What Research Is Being Done
The National Institute of Neurological Disorders and Stroke , a component of the National Institutes of Health, is the primary funder of research on the brain and nervous system. NIH is the leading funder of biomedical research in the world.
PSP is one of the diseases being studied as part of the NINDS Parkinsons Disease Biomarkers Program. This major NINDS initiative is aimed at discovering ways to identify individuals at risk for developing Parkinsons disease and related disorders, and to track the progression of these diseases. NINDS also supports clinical research studies to develop brain imaging that may allow for earlier and more accurate diagnosis of PSP.
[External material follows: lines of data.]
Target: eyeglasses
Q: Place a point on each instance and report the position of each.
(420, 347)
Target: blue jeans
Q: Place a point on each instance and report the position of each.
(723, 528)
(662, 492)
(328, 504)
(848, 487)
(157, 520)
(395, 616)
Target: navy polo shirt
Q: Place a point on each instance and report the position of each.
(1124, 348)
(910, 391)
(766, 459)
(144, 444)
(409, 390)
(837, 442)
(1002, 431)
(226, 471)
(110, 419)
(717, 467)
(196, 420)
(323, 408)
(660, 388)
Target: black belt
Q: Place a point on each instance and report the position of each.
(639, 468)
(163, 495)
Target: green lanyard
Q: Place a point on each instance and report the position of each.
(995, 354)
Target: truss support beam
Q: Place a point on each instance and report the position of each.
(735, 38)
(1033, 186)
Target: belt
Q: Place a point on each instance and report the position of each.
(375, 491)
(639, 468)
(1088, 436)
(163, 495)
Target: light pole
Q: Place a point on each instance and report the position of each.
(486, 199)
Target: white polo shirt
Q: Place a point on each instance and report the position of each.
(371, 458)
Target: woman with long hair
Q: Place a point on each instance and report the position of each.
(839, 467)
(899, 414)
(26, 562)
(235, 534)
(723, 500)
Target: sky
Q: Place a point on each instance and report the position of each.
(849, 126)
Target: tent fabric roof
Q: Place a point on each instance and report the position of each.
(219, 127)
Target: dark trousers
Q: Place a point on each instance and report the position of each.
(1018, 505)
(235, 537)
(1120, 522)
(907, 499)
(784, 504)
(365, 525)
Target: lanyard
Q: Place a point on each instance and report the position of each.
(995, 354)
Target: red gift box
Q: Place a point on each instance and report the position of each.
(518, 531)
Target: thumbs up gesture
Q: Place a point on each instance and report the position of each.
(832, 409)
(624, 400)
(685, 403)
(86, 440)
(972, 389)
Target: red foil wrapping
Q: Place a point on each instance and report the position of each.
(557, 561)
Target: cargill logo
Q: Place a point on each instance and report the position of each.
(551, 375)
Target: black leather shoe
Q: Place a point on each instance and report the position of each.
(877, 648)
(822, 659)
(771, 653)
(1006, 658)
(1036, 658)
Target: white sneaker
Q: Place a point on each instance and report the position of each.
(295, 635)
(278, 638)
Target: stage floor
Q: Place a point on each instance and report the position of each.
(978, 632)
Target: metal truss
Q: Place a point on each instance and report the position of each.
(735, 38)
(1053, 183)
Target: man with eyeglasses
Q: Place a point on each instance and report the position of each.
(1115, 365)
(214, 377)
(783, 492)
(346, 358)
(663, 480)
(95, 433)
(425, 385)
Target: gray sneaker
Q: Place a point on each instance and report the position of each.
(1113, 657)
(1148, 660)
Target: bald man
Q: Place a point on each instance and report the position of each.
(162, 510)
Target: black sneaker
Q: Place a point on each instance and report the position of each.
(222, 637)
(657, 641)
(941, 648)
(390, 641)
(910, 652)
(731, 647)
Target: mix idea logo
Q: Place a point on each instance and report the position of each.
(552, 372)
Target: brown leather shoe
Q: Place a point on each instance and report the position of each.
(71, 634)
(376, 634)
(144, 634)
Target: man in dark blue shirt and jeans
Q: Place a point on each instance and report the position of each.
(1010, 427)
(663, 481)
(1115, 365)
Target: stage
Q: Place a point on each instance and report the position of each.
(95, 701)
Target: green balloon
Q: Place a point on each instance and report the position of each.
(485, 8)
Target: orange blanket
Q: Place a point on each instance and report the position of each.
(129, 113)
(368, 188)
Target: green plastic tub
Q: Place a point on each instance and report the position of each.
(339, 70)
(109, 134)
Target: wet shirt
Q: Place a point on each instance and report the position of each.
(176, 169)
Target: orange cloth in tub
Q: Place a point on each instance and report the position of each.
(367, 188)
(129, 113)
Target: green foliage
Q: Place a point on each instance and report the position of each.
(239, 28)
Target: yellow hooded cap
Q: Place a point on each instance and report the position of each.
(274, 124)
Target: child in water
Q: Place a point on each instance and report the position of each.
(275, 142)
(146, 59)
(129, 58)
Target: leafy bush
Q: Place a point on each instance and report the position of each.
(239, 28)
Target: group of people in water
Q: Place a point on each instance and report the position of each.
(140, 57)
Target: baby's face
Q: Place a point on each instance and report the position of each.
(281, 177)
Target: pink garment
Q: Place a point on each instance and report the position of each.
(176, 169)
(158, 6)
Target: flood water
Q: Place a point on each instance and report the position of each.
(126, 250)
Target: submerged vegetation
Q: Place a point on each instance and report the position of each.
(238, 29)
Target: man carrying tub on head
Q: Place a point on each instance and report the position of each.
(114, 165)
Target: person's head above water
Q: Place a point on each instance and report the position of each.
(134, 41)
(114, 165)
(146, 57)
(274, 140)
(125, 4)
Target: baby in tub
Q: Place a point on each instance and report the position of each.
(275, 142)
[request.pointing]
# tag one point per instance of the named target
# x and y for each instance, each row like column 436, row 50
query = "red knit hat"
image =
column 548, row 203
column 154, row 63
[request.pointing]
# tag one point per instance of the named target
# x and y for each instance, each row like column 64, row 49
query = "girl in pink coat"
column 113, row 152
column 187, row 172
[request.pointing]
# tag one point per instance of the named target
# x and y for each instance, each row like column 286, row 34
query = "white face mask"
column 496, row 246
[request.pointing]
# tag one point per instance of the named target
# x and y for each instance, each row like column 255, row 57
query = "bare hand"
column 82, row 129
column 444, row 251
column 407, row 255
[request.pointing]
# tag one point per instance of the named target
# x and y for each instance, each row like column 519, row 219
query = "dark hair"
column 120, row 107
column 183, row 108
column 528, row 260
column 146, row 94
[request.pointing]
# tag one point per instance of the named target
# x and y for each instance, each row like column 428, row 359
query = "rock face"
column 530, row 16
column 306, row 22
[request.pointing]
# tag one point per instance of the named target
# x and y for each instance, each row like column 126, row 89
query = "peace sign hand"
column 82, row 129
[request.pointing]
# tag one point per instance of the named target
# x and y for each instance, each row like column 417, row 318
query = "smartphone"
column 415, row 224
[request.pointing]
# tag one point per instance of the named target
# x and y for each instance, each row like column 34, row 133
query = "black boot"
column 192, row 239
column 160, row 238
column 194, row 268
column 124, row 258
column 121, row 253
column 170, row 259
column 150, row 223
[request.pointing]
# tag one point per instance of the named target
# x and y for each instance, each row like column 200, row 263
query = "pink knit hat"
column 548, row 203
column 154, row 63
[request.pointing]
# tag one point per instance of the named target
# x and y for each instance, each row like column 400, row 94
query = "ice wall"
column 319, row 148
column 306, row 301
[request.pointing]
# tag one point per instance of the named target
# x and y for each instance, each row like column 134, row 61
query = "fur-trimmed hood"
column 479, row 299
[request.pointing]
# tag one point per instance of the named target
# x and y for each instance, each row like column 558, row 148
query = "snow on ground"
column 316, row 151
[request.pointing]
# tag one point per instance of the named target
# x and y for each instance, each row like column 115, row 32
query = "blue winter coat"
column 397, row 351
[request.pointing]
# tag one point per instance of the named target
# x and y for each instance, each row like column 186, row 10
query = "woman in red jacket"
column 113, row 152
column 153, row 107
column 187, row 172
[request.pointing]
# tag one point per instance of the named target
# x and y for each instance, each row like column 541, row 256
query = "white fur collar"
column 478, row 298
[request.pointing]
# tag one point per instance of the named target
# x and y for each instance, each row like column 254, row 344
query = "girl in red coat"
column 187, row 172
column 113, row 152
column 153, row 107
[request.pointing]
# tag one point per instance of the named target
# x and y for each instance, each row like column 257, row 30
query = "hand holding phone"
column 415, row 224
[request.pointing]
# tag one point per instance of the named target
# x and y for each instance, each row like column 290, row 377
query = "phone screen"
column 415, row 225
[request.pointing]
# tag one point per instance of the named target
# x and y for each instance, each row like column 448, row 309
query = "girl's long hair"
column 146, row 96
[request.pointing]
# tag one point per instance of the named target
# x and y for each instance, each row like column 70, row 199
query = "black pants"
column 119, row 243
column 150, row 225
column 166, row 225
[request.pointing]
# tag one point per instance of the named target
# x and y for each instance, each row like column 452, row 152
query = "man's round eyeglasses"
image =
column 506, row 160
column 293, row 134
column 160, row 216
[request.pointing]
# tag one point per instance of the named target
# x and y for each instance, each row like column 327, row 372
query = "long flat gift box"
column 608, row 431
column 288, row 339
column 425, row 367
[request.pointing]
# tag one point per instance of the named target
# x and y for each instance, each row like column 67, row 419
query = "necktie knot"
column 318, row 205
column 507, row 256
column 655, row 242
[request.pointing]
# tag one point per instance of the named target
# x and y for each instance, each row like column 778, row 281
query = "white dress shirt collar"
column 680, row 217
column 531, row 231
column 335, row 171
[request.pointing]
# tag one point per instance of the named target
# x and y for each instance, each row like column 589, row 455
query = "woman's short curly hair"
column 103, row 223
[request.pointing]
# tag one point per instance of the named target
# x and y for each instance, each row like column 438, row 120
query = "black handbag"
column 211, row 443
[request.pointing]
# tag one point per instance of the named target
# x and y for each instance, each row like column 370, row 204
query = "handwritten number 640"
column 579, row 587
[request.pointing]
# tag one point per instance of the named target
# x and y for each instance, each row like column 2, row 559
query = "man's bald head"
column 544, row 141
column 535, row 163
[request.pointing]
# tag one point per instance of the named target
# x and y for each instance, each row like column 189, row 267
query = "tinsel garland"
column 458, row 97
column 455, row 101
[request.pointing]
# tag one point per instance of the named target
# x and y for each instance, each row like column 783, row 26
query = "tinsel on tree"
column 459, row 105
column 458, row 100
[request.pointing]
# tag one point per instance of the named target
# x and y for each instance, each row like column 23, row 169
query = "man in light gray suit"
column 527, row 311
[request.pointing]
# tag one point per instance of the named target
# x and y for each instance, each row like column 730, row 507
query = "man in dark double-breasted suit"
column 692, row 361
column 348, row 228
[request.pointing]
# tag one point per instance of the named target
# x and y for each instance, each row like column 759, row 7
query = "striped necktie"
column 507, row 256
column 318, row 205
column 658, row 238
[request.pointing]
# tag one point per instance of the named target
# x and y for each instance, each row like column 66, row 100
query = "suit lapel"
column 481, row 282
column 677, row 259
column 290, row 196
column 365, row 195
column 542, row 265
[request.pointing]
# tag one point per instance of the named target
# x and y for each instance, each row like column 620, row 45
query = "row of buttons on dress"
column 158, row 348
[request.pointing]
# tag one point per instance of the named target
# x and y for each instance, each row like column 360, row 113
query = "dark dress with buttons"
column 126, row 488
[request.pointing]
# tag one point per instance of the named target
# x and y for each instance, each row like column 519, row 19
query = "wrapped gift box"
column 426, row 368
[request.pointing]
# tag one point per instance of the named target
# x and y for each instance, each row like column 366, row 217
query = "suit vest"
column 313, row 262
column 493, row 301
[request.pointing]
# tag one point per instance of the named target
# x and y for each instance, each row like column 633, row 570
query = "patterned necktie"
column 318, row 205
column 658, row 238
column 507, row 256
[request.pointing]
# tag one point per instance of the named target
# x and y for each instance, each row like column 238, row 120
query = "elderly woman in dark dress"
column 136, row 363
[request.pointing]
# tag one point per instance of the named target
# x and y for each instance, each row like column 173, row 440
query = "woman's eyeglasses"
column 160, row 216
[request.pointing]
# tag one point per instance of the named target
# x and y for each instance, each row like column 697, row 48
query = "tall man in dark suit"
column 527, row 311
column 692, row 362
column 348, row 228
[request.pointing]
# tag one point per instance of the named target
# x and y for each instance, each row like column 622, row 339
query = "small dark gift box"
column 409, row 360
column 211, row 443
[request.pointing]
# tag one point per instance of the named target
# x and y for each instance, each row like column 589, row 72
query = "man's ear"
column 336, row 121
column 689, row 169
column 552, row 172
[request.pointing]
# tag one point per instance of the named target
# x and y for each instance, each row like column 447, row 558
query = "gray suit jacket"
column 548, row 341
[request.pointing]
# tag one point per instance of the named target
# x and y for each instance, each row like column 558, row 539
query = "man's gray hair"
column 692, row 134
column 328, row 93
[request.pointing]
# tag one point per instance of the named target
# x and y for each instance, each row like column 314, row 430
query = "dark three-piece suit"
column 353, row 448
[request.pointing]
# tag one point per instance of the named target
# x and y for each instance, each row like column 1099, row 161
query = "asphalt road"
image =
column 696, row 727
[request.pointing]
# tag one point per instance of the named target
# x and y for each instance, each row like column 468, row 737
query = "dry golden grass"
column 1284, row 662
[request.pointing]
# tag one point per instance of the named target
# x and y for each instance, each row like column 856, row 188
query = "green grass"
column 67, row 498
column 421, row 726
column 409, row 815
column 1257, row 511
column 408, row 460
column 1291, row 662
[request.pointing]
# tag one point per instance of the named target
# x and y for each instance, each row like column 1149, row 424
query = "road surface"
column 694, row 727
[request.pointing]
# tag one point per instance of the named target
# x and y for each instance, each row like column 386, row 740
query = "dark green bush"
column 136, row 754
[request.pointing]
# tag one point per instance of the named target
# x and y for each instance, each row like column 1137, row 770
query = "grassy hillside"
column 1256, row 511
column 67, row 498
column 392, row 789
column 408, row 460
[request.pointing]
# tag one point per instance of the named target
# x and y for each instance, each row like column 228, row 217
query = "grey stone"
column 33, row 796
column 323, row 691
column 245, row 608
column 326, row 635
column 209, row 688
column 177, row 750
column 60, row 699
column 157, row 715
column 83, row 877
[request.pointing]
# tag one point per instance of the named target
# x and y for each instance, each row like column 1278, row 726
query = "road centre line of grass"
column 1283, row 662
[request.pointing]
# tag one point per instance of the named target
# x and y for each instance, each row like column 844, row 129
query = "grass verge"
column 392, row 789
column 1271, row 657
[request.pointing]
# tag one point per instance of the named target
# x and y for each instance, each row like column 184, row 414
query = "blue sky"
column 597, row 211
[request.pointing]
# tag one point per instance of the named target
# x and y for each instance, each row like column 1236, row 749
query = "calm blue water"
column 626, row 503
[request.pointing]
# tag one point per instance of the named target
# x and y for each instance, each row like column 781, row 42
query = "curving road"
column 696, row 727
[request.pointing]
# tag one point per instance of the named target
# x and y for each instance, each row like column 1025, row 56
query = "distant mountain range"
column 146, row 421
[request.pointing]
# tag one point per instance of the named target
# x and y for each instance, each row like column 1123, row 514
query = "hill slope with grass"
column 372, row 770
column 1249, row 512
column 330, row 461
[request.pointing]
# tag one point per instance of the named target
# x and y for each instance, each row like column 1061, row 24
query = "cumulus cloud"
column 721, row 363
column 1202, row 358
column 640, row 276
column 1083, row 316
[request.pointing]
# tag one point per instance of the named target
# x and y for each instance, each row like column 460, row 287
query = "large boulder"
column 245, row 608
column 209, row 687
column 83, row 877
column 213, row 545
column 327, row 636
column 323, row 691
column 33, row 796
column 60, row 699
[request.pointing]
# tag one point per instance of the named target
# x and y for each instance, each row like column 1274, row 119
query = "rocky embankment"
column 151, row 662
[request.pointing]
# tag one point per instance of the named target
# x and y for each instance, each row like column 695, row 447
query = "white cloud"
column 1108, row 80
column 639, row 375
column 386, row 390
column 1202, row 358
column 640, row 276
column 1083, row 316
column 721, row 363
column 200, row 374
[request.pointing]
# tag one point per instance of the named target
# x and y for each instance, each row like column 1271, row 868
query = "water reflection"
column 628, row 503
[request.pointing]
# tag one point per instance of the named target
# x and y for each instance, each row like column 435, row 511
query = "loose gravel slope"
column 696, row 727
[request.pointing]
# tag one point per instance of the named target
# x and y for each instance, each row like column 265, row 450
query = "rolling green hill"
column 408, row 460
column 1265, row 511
Genetic studies of PSP may identify underlying genetic causes. Previous studies have linked regions of chromosomes containing multiple genes, including the gene for the tau protein , with PSP. Researchers hope to identify specific disease-causing mutation and are also studying how genetics and environment interaction may work together to contribute to disease susceptibility.
Animal models of PSP and other tau-related disorders, including fruit fly and zebrafish models, may identify basic disease mechanisms and lead to preclinical testing of potential drugs. Other studies in animal models focus on brain circuits affected by PSP, such as those involved in motor control and sleep, which may also yield insights into disease mechanisms and treatments.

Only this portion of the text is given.